- Panorama of Ayanavaram near Vellala Street at Sunset
- Ayanavaram Ayanavaram (Chennai) Ayanavaram Ayanavaram (Tamil Nadu) Ayanavaram Ayanavaram (India)
- Coordinates: 13°05′55.0″N 80°14′01.3″E﻿ / ﻿13.098611°N 80.233694°E
- Country: India
- State: Tamil Nadu
- District: Chennai
- Metro: Chennai

Government
- • Body: Greater Chennai Corporation
- Elevation: 55 m (180 ft)

Languages
- • Official: Tamil
- Time zone: UTC+5:30 (IST)
- PIN: 600023
- Vehicle registration: TN-01
- Planning agency: CMDA
- Civic agency: Greater Chennai Corporation
- Website: www.chennai.tn.nic.in

= Ayanavaram =

Ayanpuram or Ayanavaram is a neighbourhood in Chennai, India. Konnur High Road (Ayanavaram road), one of the important connecting roads in Chennai runs through Ayanavaram.

==Etymology==
The neighbourhood was originally known as Ayanpuram, with Ayan meaning Brahma. When Lord Muruga admonished Brahma and took over creation, it is believed that Brahma prayed to Shiva here and got his action of creativity back. It is believed that Brahma worshipped Shiva at Parasurama Easwaran Koil. It is in recognition of that Ayanpuram is named. (It was also called Brahmapuri).

==Road transport==
Main roads that pass through the neighbourhood include Konnur High Road, Pilkington Road, Constable Road, Anderson Road, Loco Works Road, Carriage Works Road, Ayanavaram Road, Medavakkam Tank Road, and Phipps Road. The neighbourhood is served by the Ayanavaram bus depot.

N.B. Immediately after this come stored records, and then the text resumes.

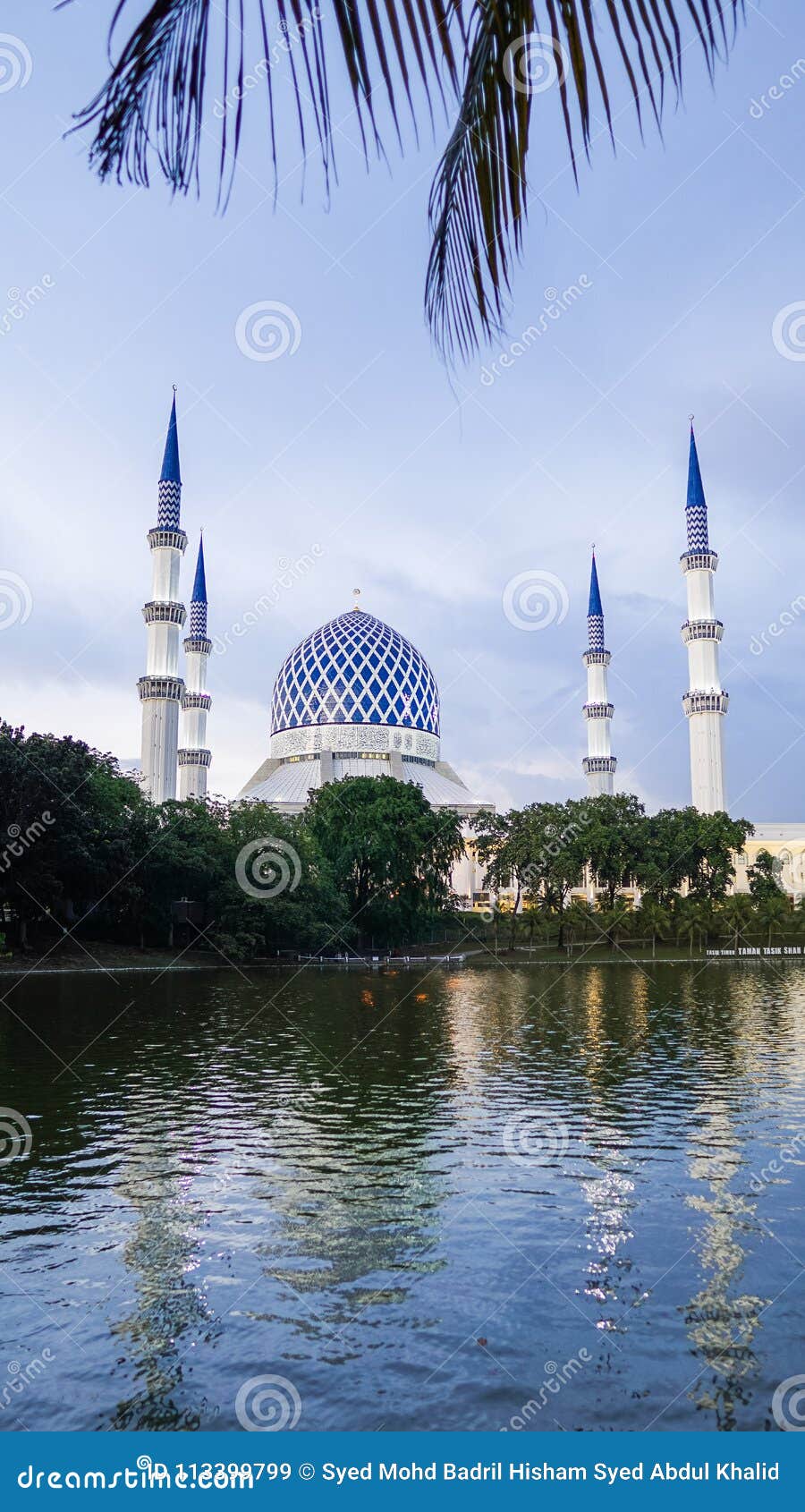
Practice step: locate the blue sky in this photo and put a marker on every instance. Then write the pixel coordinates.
(357, 449)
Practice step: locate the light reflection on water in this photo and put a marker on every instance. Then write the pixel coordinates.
(319, 1187)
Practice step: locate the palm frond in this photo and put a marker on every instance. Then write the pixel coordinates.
(519, 53)
(155, 106)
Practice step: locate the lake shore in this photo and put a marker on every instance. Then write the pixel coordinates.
(109, 960)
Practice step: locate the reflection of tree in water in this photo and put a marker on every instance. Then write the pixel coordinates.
(164, 1253)
(721, 1325)
(353, 1198)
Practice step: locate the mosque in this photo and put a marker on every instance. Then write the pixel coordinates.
(355, 697)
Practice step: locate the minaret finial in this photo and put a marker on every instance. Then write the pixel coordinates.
(598, 764)
(706, 702)
(695, 505)
(169, 478)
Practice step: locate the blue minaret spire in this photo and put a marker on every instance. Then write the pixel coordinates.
(199, 600)
(598, 764)
(695, 510)
(169, 478)
(596, 613)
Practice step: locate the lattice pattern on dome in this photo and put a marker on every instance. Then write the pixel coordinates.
(355, 670)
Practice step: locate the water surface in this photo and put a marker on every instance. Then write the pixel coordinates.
(478, 1200)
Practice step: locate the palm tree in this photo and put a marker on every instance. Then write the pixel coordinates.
(737, 912)
(775, 913)
(686, 922)
(580, 918)
(485, 63)
(654, 920)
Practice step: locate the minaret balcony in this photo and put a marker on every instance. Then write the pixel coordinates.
(701, 631)
(168, 688)
(697, 702)
(164, 613)
(594, 764)
(193, 758)
(699, 561)
(159, 536)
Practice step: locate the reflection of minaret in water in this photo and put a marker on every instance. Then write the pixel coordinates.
(162, 687)
(598, 762)
(706, 701)
(193, 758)
(722, 1325)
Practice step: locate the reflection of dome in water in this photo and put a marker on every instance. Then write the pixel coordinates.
(355, 699)
(355, 670)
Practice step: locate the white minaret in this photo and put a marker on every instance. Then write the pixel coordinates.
(598, 762)
(193, 758)
(706, 701)
(162, 687)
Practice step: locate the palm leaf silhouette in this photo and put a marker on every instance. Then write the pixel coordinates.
(473, 56)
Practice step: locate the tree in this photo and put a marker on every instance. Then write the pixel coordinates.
(688, 922)
(539, 850)
(276, 889)
(713, 843)
(390, 854)
(485, 61)
(580, 918)
(737, 912)
(654, 920)
(72, 828)
(763, 878)
(774, 913)
(502, 844)
(615, 841)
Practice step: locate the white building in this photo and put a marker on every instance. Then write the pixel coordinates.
(598, 762)
(164, 690)
(706, 702)
(357, 699)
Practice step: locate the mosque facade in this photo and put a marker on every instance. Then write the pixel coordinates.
(355, 697)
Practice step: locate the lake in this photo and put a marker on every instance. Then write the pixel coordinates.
(524, 1200)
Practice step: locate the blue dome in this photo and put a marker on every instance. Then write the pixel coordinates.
(355, 670)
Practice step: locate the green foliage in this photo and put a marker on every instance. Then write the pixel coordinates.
(85, 852)
(390, 854)
(369, 862)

It a terminus which is attached with a depot for maintenance of buses.

==Rail transport==
The neighbourhood is served by Perambur, Perambur Carriage Works, Perambur Loco Works, and Villivakkam railway stations.

== Medical facility ==
There is a medical facility viz., ESIS Hospital in Ayanavaram.

==Jeeva Park==
The Jeeva park in United India colony in Ayanvavaram is with the statue of Sarvajña who was a sixteenth-century poet in the Kannada language. statue has been unveiled by the then Karnataka Chief Minister B. S. Yediyurappa in a ceremony that was presided over by the then Tamil Nadu Chief Minister, M. Karunanidhi. The statue is installed in the park in reciprocation of installing statue of Tiruvalluvar in Karnataka.

== Worship ==
Parasuramalingeswarar Temple, Kasiviswanathar Temple and Kariyamanikka Perumal Temple are situated in Ayanavaram. These three temples are maintained under the control of the Hindu Religious and Charitable Endowments Department of Government of Tamil Nadu.